Tanto Mezquite como la coetánea Sueños de plomo (una historieta por entregas que se publicó en el rotativo Diario 16 y que recreaba los ambientes y los personajes de la serie negra) se gestaron durante los años del «desencanto», término que pintaba de un brochazo la desilusión de la ciudadanía con los logros de la Transición. El Amos Bourke de Mezquite y el Peter Parovic de Sueños de plomo son los perfectos desencantados. Desarraigados, carentes de ideales propios, se limitan a ejercer el papel de Pepito Grillo respecto a las ilusiones ajenas (o a las desilusiones, que de todo van encontrando).
Mezquite está construido según el modelo de la novela bizantina. Bourke y su patrona emprenden un viaje cuyas etapas están señaladas por encuentros diversos: con un viejo amigo, con un desertor yanqui, con un artista circense, con una tumba. Cualquier hito vale para hacer un alto y abrir la narración al diálogo. A medida que avanzan, el clima de amenaza que los rodea se irá espesando a su alrededor hasta descargar violentamente en un desenlace abrupto e inapelable.

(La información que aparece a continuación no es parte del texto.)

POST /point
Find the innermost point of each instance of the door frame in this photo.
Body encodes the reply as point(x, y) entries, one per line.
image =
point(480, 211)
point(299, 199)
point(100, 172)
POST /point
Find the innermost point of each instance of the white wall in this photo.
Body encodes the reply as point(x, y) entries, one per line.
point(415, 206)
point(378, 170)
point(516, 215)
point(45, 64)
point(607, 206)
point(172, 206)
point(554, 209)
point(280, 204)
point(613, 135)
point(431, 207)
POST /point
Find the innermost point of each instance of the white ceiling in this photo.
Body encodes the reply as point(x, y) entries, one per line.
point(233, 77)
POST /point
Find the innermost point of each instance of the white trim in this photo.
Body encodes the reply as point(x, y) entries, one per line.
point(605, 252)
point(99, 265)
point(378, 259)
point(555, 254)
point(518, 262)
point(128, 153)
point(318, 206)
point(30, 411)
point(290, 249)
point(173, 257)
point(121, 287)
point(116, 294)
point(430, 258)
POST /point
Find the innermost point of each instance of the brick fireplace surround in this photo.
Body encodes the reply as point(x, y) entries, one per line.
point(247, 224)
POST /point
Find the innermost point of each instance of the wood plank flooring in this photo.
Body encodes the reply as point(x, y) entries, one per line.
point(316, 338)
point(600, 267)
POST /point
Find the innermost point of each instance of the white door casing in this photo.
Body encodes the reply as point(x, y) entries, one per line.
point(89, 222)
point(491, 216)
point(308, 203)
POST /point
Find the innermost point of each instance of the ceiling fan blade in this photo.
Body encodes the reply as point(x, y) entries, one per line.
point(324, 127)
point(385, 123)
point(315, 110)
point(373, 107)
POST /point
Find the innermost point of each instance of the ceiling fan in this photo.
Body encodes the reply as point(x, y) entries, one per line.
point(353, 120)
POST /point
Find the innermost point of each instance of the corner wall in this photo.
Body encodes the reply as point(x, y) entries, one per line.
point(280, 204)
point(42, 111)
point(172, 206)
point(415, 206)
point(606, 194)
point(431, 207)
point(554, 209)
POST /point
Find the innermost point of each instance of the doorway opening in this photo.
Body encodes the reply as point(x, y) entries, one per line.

Sabemos que Mezquite fue el último trabajo de Saturio Alonso como dibujante de El Cubri. Nos consta que el arte es casi enteramente obra suya (con la asistencia de Pedro Arjona y Hernández Cava en la tinta y la rotulación). Las páginas llevan su sello: ese estilo fotográfico, frío, de altos contrastes lumínicos que da a sus planchas una apariencia de gran objetividad, especie de expresionismo documental. Su estética delata el empleo del proyector de cuerpos opacos, instrumento que le permitía manipular una amplia selección de imágenes (incluidas fotonovelas, que reinterpretaba a su antojo). En Mezquite, la naturaleza —elemento esencial del western— queda reducida a su mínima expresión, insinuada, más que vista, en la silueta de un cactus, en el pecho pétreo de un paredón montañoso o en un cielo de un blanco deslumbrante. Destacan, por supuesto, esas viñetas horizontales que ocupan todo el ancho de la página. En ellas cristalizan espléndidamente los tiempos muertos de la historia.
Según Hernández Cava, Mezquite fue acogido con desconcierto tanto por el público como por la redacción de La Calle, que se apresuró a retomar Tequila Bang en cuanto hubo concluido aquel western desencantado. Mezquite jamás se ha reeditado desde entonces y quien quiera leerlo tendrá que buscar archivos digitales dispersos en internet o dirigirse directamente a los fondos del Archivo Lafuente, donde se pueden consultar las planchas originales. Es una lástima porque, según creo, es la primera historieta larga de El Cubri (¡42 páginas, nada menos!). Supongo que podría considerarse una obra de juventud, pero brilla con luz propia por su guion, su estética, su ambición, sus hallazgos narrativos y su cuidada iluminación. Nada mal para un western a contrapelo.